MUMBAI, India Abbott Laboratories has filed a lawsuit in the New Jersey District Court against Zydus Cadila to prevent the company from selling a generic version of its best-selling drug, Depakote, according to the Economic Times. The drug, indicated for the treatment of bipolar disorder, epilepsy and migraine headaches, recorded sales of $540 million in the U.S. in 2006.
Abbott's suit states that Zydus Cadila’s drug would infringe four patents for the controlled release version of Depakote that expire on Dec. 18, 2018.
This lawsuit, however, comes months after Zydus Cadila approached the Food and Drug Administration seeking marketing approval to sell a generic version of Depakote. The company had submitted an application to market the extended release version of Depakote in July 2006. However, Abbott did not sue the company within the 45 days prescribed by the Hatch-Waxman Act.
While it remains unclear why Abbott is now suing the company, legal experts say that this may be a new strategy by the big pharma companies to keep generic versions off the market. Abbott’s main patent on Depakote will expire on Jan. 29, 2008. This means that even if a court ruled in favor of the generic company, it would have been able to start selling the extended release version of Depakote next month.
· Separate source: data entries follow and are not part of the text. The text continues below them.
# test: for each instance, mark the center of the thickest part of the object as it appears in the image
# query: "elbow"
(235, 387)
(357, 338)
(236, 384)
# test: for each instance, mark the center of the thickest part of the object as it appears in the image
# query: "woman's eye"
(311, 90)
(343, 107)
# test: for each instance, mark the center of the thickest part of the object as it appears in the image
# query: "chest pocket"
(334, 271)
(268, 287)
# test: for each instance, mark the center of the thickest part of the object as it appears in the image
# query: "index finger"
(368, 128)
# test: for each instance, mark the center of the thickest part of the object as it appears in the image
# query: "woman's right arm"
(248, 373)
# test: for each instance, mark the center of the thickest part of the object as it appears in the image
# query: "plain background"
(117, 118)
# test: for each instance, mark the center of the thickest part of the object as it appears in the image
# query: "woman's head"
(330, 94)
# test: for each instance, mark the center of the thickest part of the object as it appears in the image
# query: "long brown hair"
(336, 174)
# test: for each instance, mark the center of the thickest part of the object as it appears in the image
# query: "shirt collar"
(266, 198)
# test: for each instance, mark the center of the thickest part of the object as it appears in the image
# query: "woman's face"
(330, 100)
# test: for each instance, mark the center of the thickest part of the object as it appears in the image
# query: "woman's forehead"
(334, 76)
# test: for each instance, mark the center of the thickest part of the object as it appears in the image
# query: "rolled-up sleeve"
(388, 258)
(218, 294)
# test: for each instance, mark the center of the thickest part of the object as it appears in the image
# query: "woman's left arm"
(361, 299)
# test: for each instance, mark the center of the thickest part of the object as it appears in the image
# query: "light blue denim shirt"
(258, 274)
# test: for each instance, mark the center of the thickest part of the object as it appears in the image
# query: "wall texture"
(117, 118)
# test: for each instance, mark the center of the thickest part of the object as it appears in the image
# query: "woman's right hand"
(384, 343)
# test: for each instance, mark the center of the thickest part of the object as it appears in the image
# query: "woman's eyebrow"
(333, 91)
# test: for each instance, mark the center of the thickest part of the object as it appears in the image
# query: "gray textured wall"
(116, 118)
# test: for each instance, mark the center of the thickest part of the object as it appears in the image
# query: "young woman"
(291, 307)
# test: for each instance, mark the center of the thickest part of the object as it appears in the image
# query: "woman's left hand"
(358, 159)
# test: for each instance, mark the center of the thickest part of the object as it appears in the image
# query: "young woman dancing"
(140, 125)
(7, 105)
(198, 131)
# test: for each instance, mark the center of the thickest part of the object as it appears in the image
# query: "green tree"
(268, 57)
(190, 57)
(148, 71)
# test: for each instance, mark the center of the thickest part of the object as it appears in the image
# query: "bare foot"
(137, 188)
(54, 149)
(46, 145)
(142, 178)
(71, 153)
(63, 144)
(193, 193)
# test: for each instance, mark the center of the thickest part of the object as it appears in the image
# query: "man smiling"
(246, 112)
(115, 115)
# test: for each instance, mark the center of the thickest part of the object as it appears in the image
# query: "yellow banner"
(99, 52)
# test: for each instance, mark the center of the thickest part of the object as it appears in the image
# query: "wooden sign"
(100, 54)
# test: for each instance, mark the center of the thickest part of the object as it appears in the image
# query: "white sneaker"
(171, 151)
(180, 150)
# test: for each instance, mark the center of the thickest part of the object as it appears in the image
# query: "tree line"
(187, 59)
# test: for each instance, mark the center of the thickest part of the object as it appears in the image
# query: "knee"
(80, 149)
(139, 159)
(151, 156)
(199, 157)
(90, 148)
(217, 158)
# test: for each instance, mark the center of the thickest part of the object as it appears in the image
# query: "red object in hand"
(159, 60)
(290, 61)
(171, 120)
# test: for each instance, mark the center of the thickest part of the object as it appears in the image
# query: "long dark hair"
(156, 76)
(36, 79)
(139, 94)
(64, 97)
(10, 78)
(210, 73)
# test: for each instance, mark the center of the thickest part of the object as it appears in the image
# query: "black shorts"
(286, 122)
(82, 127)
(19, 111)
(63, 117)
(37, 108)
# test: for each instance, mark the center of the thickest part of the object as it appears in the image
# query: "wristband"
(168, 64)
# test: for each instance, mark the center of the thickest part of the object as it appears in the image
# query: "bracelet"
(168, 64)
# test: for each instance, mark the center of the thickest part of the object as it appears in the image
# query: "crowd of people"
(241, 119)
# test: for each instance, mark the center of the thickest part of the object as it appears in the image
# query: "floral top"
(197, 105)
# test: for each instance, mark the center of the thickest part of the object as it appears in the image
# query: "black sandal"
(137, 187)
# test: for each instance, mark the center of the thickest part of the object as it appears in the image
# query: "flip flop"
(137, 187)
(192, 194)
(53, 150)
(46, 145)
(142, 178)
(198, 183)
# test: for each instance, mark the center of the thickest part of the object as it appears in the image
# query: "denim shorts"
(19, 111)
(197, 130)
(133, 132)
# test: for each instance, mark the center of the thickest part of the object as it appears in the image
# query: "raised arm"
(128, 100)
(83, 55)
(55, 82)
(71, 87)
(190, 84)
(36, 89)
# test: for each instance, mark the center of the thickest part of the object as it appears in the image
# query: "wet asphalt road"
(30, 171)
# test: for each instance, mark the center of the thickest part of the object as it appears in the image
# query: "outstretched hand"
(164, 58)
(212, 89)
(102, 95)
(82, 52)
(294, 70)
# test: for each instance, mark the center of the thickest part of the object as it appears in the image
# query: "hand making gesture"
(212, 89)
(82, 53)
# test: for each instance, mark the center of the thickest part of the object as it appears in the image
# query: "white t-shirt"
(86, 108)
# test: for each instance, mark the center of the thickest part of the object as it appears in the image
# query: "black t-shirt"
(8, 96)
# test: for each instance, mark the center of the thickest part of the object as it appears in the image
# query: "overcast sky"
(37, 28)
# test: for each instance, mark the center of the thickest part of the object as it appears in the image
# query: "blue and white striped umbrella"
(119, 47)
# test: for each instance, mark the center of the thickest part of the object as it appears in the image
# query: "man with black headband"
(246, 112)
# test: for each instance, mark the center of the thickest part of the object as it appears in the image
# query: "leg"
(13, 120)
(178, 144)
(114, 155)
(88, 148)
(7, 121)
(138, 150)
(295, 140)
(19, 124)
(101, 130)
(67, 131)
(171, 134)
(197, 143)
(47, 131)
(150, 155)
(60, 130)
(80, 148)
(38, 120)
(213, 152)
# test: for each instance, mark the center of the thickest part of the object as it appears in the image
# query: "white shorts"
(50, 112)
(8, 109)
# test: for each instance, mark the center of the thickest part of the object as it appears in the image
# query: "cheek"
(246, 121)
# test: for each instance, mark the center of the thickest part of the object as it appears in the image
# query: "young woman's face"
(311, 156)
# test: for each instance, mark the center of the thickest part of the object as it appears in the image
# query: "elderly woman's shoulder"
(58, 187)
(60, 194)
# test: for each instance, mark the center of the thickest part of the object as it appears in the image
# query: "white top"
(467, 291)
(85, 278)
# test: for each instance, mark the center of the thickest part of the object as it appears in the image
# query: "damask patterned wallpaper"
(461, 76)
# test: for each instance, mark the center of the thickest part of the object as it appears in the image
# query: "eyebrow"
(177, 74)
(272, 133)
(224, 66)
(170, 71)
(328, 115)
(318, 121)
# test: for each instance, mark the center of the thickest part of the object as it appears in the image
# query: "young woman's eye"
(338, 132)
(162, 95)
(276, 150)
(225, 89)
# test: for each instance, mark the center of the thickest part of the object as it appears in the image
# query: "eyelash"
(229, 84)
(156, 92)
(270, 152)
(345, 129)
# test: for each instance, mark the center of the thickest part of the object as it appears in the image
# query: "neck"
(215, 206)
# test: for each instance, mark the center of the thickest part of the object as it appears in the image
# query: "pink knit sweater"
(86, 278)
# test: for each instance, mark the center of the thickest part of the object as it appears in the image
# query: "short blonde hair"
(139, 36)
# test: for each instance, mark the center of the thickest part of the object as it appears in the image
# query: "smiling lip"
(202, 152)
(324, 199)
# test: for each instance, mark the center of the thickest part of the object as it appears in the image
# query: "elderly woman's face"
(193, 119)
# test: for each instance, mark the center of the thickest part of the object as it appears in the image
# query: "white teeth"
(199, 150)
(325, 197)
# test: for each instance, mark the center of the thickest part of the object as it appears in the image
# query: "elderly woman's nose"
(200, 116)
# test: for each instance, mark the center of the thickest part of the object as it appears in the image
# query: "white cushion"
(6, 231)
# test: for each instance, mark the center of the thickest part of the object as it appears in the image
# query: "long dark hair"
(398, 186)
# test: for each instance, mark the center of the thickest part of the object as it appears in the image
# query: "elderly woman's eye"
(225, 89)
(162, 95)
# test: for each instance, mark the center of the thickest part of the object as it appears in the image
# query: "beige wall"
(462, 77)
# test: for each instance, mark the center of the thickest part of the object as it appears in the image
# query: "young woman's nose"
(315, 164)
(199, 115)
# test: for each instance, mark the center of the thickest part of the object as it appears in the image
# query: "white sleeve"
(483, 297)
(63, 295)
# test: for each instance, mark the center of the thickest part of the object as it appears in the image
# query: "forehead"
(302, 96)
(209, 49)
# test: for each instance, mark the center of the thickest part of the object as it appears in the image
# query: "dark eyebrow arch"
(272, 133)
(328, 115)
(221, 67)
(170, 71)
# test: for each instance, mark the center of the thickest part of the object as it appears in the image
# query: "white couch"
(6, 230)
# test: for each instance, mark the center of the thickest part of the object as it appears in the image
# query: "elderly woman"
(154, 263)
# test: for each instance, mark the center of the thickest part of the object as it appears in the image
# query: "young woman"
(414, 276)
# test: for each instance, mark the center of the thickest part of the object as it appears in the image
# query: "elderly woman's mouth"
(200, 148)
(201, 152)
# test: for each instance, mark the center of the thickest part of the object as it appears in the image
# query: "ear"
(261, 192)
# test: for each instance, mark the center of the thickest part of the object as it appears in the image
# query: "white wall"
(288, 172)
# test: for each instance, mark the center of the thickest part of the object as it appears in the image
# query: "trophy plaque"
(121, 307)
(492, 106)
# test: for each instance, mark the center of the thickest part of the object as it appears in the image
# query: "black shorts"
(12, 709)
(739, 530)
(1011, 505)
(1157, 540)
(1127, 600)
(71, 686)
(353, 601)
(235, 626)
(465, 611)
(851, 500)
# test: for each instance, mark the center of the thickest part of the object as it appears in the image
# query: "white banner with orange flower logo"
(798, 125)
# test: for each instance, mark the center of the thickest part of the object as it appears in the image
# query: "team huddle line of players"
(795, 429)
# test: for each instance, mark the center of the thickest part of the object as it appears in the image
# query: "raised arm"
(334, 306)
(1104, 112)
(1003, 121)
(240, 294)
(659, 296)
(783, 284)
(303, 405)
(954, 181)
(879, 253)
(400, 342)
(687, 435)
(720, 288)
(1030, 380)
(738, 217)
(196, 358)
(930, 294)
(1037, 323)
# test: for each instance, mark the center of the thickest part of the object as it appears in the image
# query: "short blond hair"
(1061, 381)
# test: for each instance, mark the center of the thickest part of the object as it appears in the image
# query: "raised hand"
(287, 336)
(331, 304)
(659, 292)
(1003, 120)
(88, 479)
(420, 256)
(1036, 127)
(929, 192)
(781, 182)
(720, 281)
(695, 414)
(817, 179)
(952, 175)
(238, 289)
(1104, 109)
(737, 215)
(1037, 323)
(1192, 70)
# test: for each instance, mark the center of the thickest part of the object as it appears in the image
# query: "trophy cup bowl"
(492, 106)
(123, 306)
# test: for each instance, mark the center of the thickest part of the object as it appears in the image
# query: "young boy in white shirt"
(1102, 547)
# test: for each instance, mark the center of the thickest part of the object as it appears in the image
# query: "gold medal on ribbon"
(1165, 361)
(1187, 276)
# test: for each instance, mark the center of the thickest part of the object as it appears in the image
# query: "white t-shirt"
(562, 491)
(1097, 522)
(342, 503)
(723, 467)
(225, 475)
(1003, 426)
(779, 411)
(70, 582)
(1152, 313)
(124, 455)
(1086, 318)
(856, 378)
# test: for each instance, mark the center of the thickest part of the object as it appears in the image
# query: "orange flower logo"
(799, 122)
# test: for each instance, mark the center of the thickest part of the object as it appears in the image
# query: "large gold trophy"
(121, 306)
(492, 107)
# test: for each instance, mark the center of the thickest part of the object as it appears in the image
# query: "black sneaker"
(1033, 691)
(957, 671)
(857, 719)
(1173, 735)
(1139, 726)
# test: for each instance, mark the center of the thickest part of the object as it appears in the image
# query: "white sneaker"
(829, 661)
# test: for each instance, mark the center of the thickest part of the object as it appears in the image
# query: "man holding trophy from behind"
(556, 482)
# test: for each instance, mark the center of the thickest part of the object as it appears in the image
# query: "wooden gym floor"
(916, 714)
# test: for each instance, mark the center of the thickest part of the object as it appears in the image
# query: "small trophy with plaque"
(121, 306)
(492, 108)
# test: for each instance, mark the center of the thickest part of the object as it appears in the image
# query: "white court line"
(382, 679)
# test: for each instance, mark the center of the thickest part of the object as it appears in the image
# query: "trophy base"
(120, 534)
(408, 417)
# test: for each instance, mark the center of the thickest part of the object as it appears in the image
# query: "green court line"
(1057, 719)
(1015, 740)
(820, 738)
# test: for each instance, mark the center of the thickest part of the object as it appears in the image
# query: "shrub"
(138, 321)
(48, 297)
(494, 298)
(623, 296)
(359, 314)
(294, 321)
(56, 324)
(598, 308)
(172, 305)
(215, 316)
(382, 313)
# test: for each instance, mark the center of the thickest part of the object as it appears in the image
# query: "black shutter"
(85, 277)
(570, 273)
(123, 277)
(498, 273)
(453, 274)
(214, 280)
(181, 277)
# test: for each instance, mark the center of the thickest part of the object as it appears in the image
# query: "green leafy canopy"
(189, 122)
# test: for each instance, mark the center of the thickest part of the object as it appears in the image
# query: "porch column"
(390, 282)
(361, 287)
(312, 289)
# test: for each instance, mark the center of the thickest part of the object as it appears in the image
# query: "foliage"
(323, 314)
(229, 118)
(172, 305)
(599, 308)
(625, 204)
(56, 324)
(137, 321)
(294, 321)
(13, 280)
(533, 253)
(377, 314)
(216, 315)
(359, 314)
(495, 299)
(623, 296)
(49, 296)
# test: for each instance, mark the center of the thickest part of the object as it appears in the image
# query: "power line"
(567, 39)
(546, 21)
While Zydus Cadila may shortly receive approval from the FDA to market the extended release version of Abbott’s drug, it may need to launch its product at risk of damages claim from the innovator, as it may take months for the court to rule on this case, a legal expert said. If the court rules in favor of Abbott after Zydus has started selling generic version in the market, Abbott may ask for triple the damages. In this case, the innovator company can claim more than $100 million in damages.